Carlos Milhazes

Personal information
- Full name: Carlos Alberto Lourenço Milhazes
- Date of birth: 17 March 1981 (age 45)
- Place of birth: Póvoa de Varzim, Portugal
- Height: 1.82 m (5 ft 11+1⁄2 in)
- Position: Left-back

Youth career
- 1991–2000: Varzim

Senior career*
- Years: Team / Apps / (Gls)
- 2000–2002: Caçadores Taipas / 34 / (1)
- 2002–2004: Varzim / 47 / (2)
- 2004–2005: Boavista / 14 / (0)
- 2005–2008: Rio Ave / 76 / (15)
- 2008–2009: Politehnica Timişoara / 28 / (0)
- 2009: → Vitória Guimarães (loan) / 10 / (0)
- 2009–2010: Vitória Guimarães / 6 / (0)
- 2010–2011: Rio Ave / 10 / (1)
- 2011–2012: Chaves / 25 / (7)
- 2012–2013: Enosis Neon / 23 / (2)
- 2013–2015: OFI / 45 / (6)
- 2015–2017: Levadiakos / 47 / (2)
- 2017–2018: Varzim / 16 / (0)
- Total:  / 381 / (36)

= Carlos Milhazes =

Portuguese footballer

Carlos Alberto Lourenço Milhazes (born 17 March 1981) is a Portuguese former professional footballer who played as a left-back.

==Playing career==
Born in Póvoa de Varzim, Milhazes began his senior career with lowly Clube Caçadores das Taipas, later joining his hometown club Varzim S.C. (in the Segunda Liga).
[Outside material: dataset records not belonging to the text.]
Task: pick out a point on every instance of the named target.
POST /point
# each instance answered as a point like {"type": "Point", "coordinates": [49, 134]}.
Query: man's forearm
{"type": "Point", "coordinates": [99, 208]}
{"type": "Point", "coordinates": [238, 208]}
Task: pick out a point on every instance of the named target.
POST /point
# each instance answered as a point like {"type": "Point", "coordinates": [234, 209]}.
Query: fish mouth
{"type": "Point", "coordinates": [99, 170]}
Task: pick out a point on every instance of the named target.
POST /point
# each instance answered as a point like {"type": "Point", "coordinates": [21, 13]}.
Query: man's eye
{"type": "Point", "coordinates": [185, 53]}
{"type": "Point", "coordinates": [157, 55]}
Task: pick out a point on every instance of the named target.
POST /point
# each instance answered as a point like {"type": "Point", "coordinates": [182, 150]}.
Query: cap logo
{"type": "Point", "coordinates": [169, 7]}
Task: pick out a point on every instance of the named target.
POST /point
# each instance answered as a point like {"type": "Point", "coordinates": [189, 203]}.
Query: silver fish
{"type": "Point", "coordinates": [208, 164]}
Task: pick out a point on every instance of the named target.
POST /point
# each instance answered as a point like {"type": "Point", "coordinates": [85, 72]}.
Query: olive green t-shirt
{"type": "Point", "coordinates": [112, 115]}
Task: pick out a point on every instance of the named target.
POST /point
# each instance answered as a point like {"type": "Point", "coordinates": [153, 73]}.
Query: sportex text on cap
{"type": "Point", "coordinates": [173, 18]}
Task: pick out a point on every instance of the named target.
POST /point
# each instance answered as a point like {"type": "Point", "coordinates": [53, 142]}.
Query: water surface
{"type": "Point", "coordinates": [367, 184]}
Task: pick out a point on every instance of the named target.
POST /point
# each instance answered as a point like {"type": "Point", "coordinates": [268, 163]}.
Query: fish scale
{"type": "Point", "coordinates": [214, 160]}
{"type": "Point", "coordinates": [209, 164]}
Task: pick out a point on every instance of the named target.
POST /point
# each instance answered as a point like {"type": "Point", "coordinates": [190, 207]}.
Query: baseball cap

After appearing scarcely for Boavista F.C. in 2004–05's Primeira Liga, his first top-flight season, he signed with Rio Ave FC, experiencing both relegation and promotion.

Milhazes transferred to Romanian Liga I side FC Politehnica Timișoara in late January 2008, first on loan. After the move was made permanent, he returned to Portugal exactly one year later and signed with Vitória de Guimarães on loan until the end of the campaign, as a replacement for Jacques Momha who left for Turkey; in June 2009, he agreed to a permanent contract.

On 31 July 2010, having appeared rarely for Vitória throughout the league season, Milhazes returned to Rio Ave as a free agent. He finished his career well into his 30s, following spells with two teams in the Super League Greece as well as Varzim.

==Post-retirement==
After retiring, Milhazes settled in Switzerland, where he worked as a carpenter. He was also involved in football at amateur level, as a striker and manager.